Some might say that “oral agreement is not an agreement at all”; But this is imprecise, especially in the context of employment. An oral agreement is just as binding as a written contract – the difference is that the conditions are difficult to prove. Sometimes it is in the interest of workers to have oral contracts, sometimes to their detriment. However, if you are an employer, a properly drafted employment contract is essential. If you do not have a written contract, you must provide evidence to support your version of the truth. In the case of an oral agreement, this may include all exchanged emails or text messages, payslips, etc. So why do lawyers insist that agreements be written, signed, dated and attested? It is not because these things are necessary to reach a binding agreement. It is intended to ensure that there is no uncertainty as to the appropriateness of an agreement and that there is no ambiguity as to the terms of that agreement. Also known as handshake contracts, oral chords are often used by small entrepreneurs because they are comfortable. Many small entrepreneurs want their employees to trust them and, as such, they consider that a documented contract is not necessary (or too formal). What many small entrepreneurs do not know is that these oral contracts are legally binding and that, when there is a dispute, it can give rise to a multitude of definitive questions. Having oral contracts is problematic not only if one tries to justify a breach of conditions, but it can also create situations where a party “violates” the conditions without knowing it simply because those conditions were not clear. In these cases, employers and workers may not have been on the same side.
A properly written contract can avoid these situations or, at the very least, help resolve the problem more quickly. A legally binding employment contract between the employer and the worker defines the conditions of employment. The provisions of employment contracts generally include an explanation of pay, health care and paid leave, pensions, workers` redress procedures and other specific conditions of employment. Regardless of the conditions, an employment contract is intended to ensure the protection of the employer`s interests and the fair treatment of workers. Ok, so you have an oral employment contract, and you`re pretty sure it`s legally applicable. However, in practice, oral agreements can be difficult to implement. This is because it is difficult to prove what has been agreed if it is the word of one person against another. It is important to remember that there is an agreement as long as there is an offer and acceptance with clear conditions.
It does not matter whether it is communicated in a formal legal document, signed and attested, by hand on the proverbial cocktail towel, in an exchange of emails or text messages or orally. The concern is that people need to be careful when it comes to negotiating opportunity and accidentally concluding a binding agreement. Otherwise, they could limit their possibilities and find themselves in a terrible legal situation. Tom offers Sam a job in his butcher shop. Sam accepts the offer. Tom offers Sam the terms of the deal. These include the higher wage share of the industry premium rate, hours of work that will be between 7 and 2 p.m. on Saturdays and Sundays, the type of employment that will last part-time with a three-month trial period, and the date on which employment will begin.
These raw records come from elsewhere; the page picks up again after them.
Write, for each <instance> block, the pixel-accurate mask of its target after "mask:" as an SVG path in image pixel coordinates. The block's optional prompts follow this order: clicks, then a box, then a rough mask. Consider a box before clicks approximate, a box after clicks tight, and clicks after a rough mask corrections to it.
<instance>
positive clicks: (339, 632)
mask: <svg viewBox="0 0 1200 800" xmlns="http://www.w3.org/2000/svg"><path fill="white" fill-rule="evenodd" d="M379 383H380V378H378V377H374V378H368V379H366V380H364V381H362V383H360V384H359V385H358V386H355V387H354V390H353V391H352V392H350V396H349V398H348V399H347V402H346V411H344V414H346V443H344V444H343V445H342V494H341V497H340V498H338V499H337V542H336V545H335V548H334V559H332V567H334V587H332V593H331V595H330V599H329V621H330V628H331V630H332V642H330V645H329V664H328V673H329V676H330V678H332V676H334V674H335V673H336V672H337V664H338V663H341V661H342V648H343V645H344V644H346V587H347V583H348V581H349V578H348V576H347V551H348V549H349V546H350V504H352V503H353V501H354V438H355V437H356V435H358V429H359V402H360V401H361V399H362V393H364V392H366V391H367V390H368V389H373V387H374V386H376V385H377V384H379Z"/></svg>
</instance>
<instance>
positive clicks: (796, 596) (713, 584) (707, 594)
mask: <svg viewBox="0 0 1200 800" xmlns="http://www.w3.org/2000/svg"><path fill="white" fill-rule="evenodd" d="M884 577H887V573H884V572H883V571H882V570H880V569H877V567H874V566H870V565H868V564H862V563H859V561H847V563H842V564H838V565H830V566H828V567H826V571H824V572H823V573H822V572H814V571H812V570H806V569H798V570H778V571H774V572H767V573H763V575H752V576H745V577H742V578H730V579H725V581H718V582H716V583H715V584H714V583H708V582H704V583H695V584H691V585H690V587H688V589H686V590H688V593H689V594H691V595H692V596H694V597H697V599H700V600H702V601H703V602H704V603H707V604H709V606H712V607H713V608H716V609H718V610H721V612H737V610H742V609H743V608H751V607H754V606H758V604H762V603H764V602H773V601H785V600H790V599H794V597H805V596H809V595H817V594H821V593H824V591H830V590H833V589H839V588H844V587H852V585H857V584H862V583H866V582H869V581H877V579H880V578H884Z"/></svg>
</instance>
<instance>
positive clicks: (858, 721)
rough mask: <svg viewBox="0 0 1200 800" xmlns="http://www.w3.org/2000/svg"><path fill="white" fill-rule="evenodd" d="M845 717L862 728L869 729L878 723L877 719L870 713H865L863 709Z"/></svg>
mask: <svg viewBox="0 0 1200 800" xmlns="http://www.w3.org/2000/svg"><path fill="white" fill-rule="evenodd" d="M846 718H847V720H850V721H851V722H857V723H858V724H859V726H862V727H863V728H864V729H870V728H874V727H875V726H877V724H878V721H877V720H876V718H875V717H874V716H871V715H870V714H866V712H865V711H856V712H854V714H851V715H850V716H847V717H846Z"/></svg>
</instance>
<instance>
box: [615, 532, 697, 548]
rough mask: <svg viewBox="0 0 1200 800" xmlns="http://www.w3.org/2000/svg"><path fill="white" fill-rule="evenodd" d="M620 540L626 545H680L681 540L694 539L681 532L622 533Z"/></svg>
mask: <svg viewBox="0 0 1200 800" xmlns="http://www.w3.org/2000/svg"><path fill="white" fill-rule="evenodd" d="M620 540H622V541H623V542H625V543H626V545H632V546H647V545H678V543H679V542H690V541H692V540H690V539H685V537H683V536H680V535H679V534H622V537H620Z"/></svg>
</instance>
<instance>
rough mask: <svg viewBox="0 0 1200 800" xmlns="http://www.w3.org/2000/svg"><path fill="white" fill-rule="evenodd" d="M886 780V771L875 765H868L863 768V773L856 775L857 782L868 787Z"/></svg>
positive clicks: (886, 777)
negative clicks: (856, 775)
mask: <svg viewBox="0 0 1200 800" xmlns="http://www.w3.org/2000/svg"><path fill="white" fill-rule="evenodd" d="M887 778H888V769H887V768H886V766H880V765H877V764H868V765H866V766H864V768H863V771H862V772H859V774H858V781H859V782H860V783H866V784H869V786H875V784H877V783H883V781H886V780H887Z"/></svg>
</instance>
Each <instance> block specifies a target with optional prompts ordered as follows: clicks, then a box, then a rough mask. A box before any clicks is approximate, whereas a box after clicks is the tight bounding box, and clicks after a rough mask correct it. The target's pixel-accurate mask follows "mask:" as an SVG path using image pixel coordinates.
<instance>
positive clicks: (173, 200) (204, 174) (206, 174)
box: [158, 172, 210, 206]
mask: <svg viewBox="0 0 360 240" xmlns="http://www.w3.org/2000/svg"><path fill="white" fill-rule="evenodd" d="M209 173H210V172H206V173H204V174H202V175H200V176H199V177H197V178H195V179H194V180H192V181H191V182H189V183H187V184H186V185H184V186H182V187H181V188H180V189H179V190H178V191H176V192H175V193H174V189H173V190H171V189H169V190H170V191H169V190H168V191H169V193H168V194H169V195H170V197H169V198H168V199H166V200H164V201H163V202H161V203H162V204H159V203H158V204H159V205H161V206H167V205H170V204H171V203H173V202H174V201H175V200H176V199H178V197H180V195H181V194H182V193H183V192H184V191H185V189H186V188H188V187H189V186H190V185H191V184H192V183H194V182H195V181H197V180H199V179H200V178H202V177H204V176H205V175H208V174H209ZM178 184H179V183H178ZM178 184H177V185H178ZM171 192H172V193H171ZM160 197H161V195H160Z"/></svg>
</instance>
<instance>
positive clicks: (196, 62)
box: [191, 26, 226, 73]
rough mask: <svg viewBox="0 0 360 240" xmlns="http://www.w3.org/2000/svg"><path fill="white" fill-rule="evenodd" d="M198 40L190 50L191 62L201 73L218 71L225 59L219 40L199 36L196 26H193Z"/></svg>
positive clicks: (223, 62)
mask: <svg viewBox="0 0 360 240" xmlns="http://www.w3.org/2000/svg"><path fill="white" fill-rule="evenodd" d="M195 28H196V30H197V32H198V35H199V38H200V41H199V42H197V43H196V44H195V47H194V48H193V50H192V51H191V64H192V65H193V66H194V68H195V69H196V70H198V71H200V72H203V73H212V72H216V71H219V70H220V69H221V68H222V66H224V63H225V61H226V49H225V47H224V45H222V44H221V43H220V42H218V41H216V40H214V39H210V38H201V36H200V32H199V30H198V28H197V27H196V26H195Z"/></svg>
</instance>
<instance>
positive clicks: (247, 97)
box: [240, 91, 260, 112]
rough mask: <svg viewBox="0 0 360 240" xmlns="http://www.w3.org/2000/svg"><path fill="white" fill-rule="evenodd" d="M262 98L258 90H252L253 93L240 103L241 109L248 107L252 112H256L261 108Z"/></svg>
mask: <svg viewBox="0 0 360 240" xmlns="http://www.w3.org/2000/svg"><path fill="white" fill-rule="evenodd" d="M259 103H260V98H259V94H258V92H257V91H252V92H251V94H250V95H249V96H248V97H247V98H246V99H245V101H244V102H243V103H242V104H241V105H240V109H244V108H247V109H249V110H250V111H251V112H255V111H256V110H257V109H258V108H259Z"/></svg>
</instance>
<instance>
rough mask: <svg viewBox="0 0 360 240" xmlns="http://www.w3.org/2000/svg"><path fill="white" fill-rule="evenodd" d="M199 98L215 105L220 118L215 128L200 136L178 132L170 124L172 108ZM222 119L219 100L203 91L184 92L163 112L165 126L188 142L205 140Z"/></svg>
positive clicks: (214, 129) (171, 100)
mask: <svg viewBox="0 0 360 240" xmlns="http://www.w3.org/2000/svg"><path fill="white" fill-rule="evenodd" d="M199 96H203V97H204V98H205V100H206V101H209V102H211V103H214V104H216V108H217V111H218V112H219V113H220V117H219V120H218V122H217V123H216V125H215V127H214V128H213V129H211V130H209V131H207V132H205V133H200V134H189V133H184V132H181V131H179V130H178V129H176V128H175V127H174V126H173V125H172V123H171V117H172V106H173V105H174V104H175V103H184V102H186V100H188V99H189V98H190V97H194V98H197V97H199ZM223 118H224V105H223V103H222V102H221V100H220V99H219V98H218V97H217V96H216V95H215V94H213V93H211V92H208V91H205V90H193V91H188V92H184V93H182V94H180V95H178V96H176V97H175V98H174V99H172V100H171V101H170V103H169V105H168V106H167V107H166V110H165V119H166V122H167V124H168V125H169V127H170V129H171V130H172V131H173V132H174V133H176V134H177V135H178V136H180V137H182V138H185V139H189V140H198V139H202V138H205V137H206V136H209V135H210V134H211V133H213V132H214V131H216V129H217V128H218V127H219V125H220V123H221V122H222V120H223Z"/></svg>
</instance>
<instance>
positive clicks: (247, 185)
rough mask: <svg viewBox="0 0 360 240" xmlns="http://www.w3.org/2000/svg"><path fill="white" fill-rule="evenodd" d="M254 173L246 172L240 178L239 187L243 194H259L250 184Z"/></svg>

Sam agrees with these conditions. Tom asks Sam to provide his bank account details, tax file number and details of Superannuation`s discovery on the first day of his work day. From a legal point of view, you do not have to have a written contract. However, if we say that everything is on paper, that is proof of agreement, if there is ever a problem. You can easily outline the terms of the job and all the expectations related to the employee relationship. This means that neither you nor the employee made any stones.